They say it isn’t possible-- they say that I’ve made it up, took a thought and grew a memory from it-- but I remember my life before I was born. My world was defined by only three things: the darkness, the rhythmic beat of my mother’s heart, and my sister curled up next to me. I remember the pure, infinite contentment, back before I didn’t know how much more there was.
And when we were born into the storm, beneath the church-tree with its angry glass leaves (I would always think of them as angry, for in my earliest memories they are backlit by lightning), the world multiplied a thousandfold. There was so much light, and color, and scent.
I thought we would experience it all. But eventually I learned enough to realize I would never know the edge of the world. I realized that every new sight, every accomplishment, would unlock the opportunity for two more; the more I experienced, the more there was to experience. This was a good thing-- a great thing, or else life would be so small and boring. But it also filled me with despair to think of the impossibility of knowing and seeing and doing everything. It was the realization that I would never again be truly, completely, content.
Sometimes I think back to that time before we were born, and I long for that peaceful ignorance. I long for that sense of closeness, and that innocence.

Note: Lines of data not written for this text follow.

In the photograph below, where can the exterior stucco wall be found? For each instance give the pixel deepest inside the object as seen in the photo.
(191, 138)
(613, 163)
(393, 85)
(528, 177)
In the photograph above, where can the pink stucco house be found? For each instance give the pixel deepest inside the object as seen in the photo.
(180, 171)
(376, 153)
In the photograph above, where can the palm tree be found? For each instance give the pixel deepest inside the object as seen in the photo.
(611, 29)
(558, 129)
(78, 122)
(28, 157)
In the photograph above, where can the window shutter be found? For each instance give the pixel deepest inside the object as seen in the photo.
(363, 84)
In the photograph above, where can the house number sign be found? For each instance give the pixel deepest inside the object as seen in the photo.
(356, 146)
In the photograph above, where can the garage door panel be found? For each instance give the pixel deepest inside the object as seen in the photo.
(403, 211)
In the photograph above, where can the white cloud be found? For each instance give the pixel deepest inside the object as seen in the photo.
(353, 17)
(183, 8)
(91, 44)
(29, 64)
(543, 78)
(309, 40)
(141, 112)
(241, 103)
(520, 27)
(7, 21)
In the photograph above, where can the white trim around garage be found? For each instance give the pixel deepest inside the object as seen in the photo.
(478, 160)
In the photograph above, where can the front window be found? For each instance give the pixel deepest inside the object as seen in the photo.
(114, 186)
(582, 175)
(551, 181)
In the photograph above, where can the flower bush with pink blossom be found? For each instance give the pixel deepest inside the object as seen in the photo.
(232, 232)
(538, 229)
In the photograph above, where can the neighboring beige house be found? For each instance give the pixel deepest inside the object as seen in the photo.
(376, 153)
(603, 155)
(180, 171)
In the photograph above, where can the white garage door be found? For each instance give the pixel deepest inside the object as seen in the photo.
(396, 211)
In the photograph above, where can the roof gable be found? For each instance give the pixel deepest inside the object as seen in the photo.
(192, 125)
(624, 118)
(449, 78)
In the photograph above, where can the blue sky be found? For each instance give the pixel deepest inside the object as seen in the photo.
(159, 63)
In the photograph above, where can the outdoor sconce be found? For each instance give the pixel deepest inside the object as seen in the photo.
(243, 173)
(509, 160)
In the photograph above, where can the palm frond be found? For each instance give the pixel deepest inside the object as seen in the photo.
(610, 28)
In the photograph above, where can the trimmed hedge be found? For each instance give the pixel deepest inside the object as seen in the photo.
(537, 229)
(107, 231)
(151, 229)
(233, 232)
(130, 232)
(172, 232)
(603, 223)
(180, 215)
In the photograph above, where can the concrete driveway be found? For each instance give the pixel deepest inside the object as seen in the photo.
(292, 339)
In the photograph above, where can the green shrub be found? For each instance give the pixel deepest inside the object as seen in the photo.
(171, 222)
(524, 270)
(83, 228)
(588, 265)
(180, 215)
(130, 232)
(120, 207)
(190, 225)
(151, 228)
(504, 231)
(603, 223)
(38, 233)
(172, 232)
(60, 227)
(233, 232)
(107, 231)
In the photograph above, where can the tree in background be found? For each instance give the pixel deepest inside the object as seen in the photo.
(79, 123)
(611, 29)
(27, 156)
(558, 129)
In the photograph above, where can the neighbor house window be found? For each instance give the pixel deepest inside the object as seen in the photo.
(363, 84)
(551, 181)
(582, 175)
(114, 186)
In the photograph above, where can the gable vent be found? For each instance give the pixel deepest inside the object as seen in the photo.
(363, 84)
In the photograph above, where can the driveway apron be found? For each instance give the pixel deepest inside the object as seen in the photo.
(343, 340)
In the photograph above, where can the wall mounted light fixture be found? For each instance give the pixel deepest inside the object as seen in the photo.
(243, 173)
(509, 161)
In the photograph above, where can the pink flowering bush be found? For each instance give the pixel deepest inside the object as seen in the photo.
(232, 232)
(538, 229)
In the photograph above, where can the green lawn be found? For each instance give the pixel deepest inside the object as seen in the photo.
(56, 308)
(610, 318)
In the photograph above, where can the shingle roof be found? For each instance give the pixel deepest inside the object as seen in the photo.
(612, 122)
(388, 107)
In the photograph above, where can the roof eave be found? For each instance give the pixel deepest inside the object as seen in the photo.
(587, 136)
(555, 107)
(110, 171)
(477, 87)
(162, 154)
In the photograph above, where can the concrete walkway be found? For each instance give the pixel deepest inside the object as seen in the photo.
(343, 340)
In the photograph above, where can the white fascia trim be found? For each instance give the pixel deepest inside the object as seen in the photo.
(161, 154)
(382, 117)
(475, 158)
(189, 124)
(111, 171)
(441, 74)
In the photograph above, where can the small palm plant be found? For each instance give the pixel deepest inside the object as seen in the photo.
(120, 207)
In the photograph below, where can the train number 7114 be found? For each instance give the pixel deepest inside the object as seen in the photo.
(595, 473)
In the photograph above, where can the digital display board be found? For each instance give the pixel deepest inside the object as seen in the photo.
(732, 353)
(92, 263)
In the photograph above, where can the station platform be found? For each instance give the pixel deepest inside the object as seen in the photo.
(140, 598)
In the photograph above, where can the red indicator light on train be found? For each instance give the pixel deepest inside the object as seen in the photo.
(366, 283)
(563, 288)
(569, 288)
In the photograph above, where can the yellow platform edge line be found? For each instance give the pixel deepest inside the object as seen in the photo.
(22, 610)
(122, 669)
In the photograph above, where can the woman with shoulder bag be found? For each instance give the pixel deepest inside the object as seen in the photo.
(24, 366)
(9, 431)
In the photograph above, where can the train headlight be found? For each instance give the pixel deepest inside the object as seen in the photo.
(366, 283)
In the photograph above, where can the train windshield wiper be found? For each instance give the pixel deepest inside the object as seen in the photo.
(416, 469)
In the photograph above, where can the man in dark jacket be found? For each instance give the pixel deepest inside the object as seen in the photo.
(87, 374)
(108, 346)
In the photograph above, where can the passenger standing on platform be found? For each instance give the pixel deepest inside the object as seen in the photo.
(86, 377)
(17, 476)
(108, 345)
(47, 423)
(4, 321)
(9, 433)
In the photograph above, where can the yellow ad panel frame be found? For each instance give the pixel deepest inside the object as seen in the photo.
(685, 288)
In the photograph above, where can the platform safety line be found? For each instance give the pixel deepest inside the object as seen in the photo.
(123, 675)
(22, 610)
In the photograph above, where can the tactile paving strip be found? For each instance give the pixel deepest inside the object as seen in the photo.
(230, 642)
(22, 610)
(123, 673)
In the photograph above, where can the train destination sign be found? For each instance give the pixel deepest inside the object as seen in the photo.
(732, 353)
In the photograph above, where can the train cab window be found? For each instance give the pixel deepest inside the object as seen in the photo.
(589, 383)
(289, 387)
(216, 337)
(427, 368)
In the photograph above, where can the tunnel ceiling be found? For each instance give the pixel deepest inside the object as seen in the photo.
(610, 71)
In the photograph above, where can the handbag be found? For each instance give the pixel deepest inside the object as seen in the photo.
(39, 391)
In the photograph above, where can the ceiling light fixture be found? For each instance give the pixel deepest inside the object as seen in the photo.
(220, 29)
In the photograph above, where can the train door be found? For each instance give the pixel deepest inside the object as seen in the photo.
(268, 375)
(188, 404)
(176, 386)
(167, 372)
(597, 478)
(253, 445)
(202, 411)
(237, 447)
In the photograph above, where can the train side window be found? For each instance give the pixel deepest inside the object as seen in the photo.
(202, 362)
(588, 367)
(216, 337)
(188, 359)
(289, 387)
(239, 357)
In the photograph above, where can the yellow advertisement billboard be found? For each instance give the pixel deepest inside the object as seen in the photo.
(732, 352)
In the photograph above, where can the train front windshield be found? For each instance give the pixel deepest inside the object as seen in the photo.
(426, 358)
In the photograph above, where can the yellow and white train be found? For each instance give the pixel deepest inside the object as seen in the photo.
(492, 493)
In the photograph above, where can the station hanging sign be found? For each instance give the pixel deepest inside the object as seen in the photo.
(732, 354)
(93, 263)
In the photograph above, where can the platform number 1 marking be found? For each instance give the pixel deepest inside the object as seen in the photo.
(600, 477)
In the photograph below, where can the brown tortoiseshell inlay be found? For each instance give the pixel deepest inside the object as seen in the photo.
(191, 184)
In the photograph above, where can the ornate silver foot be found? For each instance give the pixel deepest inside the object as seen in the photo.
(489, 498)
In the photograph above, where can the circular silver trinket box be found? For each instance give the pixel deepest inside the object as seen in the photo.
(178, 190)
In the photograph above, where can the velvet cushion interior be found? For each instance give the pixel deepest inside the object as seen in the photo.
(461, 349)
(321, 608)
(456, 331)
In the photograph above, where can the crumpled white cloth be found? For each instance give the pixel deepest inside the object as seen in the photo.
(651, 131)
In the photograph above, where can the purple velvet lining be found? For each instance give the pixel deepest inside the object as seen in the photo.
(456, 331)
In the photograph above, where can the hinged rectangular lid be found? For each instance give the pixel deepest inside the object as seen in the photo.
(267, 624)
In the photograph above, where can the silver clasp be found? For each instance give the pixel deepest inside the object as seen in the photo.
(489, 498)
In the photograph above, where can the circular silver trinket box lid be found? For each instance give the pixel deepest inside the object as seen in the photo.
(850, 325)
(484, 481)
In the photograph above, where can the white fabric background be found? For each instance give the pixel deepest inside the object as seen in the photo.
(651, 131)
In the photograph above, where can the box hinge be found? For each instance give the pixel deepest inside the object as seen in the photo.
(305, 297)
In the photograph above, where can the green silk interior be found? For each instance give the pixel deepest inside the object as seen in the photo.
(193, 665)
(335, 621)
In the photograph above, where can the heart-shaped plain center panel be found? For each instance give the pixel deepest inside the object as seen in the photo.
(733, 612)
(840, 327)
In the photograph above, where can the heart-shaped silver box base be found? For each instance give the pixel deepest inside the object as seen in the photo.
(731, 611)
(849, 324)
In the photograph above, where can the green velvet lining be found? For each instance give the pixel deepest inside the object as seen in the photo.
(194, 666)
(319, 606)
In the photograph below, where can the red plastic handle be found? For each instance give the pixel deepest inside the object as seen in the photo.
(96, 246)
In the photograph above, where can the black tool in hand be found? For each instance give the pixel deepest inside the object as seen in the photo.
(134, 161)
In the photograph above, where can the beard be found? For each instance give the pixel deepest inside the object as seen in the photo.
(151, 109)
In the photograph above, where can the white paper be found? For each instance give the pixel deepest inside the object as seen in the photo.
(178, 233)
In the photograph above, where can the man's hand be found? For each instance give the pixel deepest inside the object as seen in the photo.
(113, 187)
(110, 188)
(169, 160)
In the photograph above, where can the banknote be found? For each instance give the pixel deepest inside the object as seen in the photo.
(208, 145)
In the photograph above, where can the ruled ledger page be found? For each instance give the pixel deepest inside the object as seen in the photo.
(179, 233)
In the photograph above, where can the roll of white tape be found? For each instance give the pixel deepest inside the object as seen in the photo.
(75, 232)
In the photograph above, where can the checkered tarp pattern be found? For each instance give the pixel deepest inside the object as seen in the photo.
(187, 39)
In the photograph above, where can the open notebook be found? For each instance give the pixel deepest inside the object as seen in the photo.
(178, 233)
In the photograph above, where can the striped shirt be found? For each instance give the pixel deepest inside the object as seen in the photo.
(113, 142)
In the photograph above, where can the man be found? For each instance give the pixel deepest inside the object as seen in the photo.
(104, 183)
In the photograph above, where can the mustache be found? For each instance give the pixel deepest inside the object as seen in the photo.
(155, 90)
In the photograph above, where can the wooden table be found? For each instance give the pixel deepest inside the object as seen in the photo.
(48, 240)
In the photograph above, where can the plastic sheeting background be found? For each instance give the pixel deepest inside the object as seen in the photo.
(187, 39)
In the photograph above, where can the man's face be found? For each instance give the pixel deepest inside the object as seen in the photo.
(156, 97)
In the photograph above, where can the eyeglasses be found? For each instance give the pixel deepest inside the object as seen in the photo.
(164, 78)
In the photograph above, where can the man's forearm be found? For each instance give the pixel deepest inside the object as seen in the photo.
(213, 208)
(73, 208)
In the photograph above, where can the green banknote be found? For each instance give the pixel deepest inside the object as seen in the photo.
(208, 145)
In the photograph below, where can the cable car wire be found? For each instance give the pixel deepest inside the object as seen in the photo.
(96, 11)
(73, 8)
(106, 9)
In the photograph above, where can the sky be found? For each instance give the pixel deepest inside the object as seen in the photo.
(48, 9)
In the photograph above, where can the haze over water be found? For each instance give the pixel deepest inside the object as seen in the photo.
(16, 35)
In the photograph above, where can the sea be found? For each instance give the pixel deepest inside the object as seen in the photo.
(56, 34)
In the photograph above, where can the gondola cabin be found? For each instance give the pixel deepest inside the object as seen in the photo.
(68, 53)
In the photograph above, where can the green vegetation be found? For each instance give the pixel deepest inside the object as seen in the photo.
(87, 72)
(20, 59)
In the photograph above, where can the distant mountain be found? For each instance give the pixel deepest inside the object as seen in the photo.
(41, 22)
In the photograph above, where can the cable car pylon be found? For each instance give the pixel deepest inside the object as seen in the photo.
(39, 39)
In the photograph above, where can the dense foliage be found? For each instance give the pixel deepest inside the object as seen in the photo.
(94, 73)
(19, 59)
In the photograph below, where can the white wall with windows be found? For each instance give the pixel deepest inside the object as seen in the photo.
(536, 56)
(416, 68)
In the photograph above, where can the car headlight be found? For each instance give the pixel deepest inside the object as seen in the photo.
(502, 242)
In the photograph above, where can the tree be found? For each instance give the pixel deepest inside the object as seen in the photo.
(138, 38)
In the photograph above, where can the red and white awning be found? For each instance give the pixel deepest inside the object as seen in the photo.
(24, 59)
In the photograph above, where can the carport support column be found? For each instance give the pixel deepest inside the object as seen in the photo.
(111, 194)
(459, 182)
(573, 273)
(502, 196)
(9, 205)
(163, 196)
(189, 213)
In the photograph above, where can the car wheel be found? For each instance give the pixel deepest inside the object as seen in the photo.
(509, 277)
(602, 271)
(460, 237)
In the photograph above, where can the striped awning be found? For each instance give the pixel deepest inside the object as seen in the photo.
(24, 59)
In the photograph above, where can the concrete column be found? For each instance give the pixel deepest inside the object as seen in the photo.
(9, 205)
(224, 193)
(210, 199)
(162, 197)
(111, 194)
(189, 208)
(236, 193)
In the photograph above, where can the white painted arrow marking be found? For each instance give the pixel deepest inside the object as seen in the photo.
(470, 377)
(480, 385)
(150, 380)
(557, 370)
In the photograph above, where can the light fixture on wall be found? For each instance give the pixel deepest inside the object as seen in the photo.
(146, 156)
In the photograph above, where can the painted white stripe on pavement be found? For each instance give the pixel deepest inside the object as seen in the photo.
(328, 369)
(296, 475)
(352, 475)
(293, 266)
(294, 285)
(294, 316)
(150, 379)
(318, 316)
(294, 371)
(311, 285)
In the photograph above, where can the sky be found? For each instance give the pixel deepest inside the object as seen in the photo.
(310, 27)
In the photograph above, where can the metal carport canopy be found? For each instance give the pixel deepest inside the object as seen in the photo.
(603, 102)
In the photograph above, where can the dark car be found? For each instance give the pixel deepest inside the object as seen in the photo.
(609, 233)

Sometimes, remembering the way my mother’s heartbeat echoed around us almost makes me cry. I wanted to go back to that time, pause, stay there forever.
Instead, life had taken us so very far from each other. As my sister and I took a moment to watch our wolves wrestle, I wondered if they remembered their mother, and their siblings, and the clutches of death we-- Avesta-- saved them from. And in that moment I felt so full of love and relief and gratitude, it was a moment in time I will cherish for the rest of my life.
Why did we step away from the tide? I did not know, but as we walked inland I glanced behind me in search of anything nefarious in the ocean’s gentle, raspy dance. I saw nothing but the same water I always knew and loved, and I frowned. I did not understand. Worse-- I did not know how to ask. All I had to say was “why?” but for some reason that seemed impossible. Maybe I didn’t really want to know, not yet. So I just went along with it, and resolved to ponder this oddity later. Alone.
“I’m so proud of you. And Isra and Eik and Fable…” I don’t remember exactly when or why I had started calling my parents by their names. It started a little before they returned-- I felt I had grown up enough to recognize my parents were not omnipotent, and calling them by name was a pleasing reminder of that. With age came wisdom, of course, but they didn’t know everything. They were just as mortal as me (well-- at least that’s what I thought back then) and at the end of the day they had just as little clue as I did what the next day would bring.
I could sense, in the way she pressed her shoulder to mine, a question. Avesta did not beg, but in that gesture was coded the closest thing to it. My belly was an ocean, raging against the shore that caged it on all sides. In my chest was a wolf, and it bristled at the thought of whatever it could be that she saw, felt, did which could not be easily shared. I knew in my heart she would do anything I asked of her, tell me any truth. It just never occurred to me before there were things that if asked, could hurt. It was not a power I wanted. So I withheld, and pressed back into her with all the love I could muster.
“I wish I stayed.”
I drew away to look at her. It is a look of flat, quiet disbelief. Not offended, just… “oh really.” I didn’t believe her. Not because of the way she said the words, or because I didn’t want to believe her (I did), but because she was my sister, and though I might not always understand what went on inside her head or within her soul, I knew that if she stayed behind she would have been miserable. She was made of stronger, bolder, stanger stuff than me; if we were characters in a story, I would be the sentinel and she would be the heroine.
“I wish I went with you. I should have been there too.” But I did not regret the choice I had made, as much pain as it had brought to myself and others. I had to forcefully live without regret, or else I would be lost to it. It was hard, to wish I had gone with them but not regret staying. Always in my mind there was some kind of balancing act going on. "The boys are so big now." My attention had returned to the wolves as their joyful playing spun out to something more aggressive. Happy yips were interspersed with upset yelps-- teeth had grown sharper and jaws stronger since they last tumbled. "How tall do you think they'll get? What if they never stop growing?! They could be as big as Fable someday." I stepped back to stand shoulder to shoulder with my sister, and tried to soak in the indelible comfort of her touch.